The British Airways and Ticketmaster Attacks
The largest Magecart attacks in history catapulted the threat to the front pages of the cyber threat landscape. Two separate strikes on British Airways and Ticketmaster in 2018.
A British Airway corporate account was initially compromised, partly due to its lack of 2-Factor Authentication. From there, the attacker progressed to the source code for the BA website and implanted a card skimmer on the general public’s payments page. 380,000 customers had their debit or credit card details stolen in the attack, and BA would later face a fine of £20m for their failure in adequately protecting customer data.
The Ticketmaster attack is somewhat of a misnomer – in a classic case of supply chain attack, Ticketmaster was not directly compromised themselves. Instead, a third-party supplier for their website known as Inbenta was. Inbenta was the provider for Ticketmaster’s brand-new chatbot. This Java-based chatbot was integrated with the site’s payment pages, offering support for customers during the process. When this chatbot was compromised, criminals were able to implant a card skimmer directly into the tool.
Interestingly, the command and control server which the attack relied on had been active since December 2016. This infers that the specific group wielding the Ticketmaster Magecart attack had already benefited from a healthy influx of skimmed cards for years, from potentially hundreds of compromised sites. Following the breach, Ticketmaster was promptly slapped with a $1.65 million fine by the Information Commissioner’s Office (ICO) in the UK.
The cost of successful Magecart attacks go far beyond ruined customer trust: protecting your customer’s data has never been more important, and regulatory bodies are more than willing to pin fines on you – even if your supplier was the main perpetrator.
Following a major spike in Magecart attacks at the beginning of the pandemic, the frequency of detected attacks has begun to wane. However, researchers are concerned that this is not thanks to a real-world decrease in web skimmer attacks. Instead, it could likely reflect a shift toward covert skimming. Browser-based skimmers are already closely tracked, with strong reporting and blacklist architecture. However, it could very well be that attacks have moved server-side. This makes them far harder to detect with simple scanners, as the analytical tools will not have access to individual servers.
Furthermore, there is growing concern that Magecart attacks are evolving into a new web3 threat. Cryptocurrency and NFT wallets have become extremely valuable over the last year, and researchers have pinpointed a new form of web skimming – crypto drainers. Combining phishing and Magecart attacks, an attacker will plant and promote a believable NFT minting page – closely modeled off a legitimate twin, and often with an artificial countdown to create urgency. When a victim connects their wallet, the crypto drainer will check for the presence of valuable NFTs.
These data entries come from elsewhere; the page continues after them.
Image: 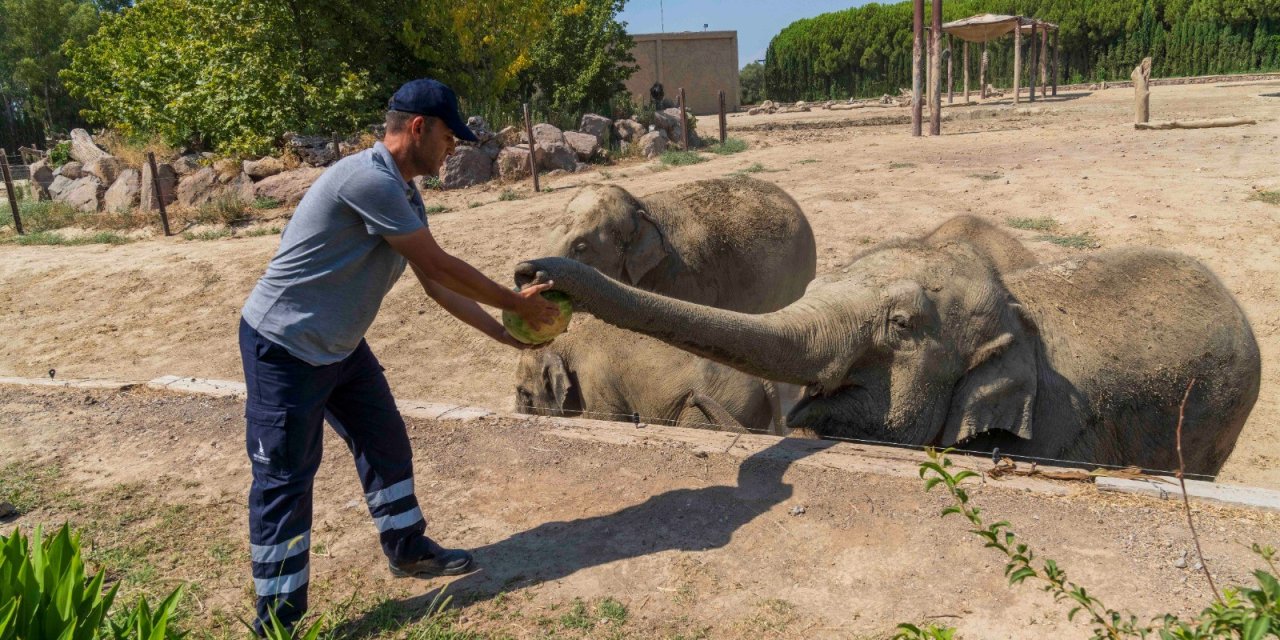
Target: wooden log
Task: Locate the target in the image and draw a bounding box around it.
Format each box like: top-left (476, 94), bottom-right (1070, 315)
top-left (1129, 56), bottom-right (1151, 124)
top-left (911, 0), bottom-right (924, 136)
top-left (1133, 118), bottom-right (1258, 131)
If this is found, the victim is presented with a “minting” transaction which, upon completion, simply transfers the valuable NFT to the attacker.
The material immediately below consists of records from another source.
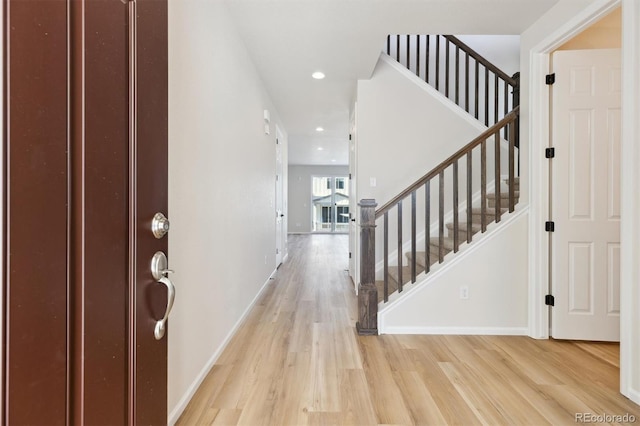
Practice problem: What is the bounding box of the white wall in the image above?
[378,211,528,335]
[620,0,640,404]
[288,165,349,233]
[168,0,287,422]
[356,57,492,204]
Protecting Yourself from Skimmers
The PCI council encourages eCommerce brands to use external payment services, as these external forms can be harder to compromise. But both Ticketmaster and British Airlines attacks showed attackers can easily access apps and inject a fake payment form into the checkout flow. The stakes are too high to allow this risk to go unchecked. Instead, a high-quality WAF can protect your web applications from web skimmers.
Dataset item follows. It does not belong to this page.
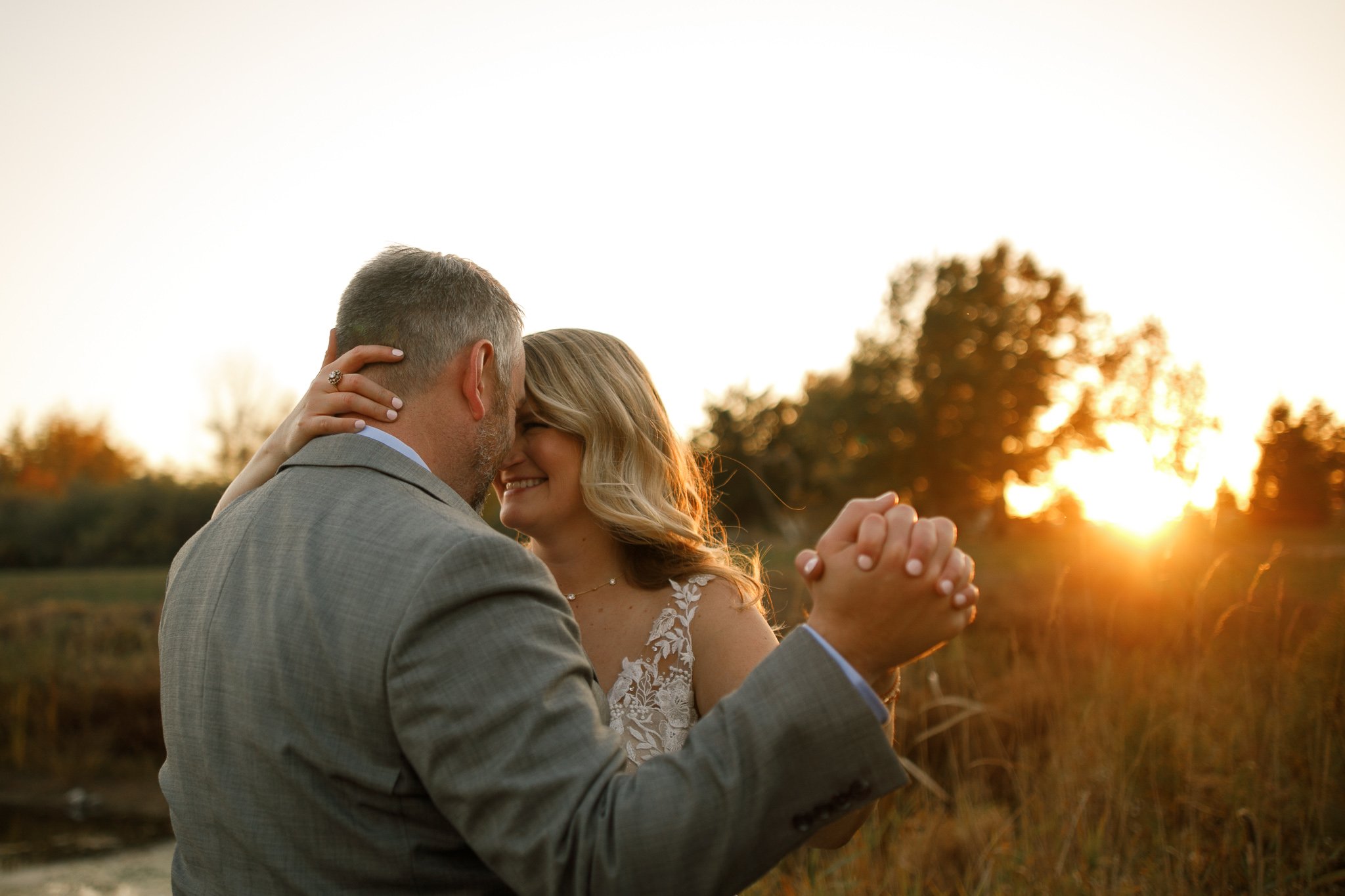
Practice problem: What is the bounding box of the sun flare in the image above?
[1005,426,1212,536]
A WAF sits between a public-facing application and its external connections. By monitoring the perimeter of an application, attacks can be blocked before any connection is made. If your WAF is adhering to a zero-trust policy – that is, dependent on a whitelist – then you can define the only trustworthy payment connection as the one you’ve set up. Even if they compromised an account and planted a keylogger, a WAF would also prevent the payment app from accessing the command and control server, thwarting an attacker’s attempts.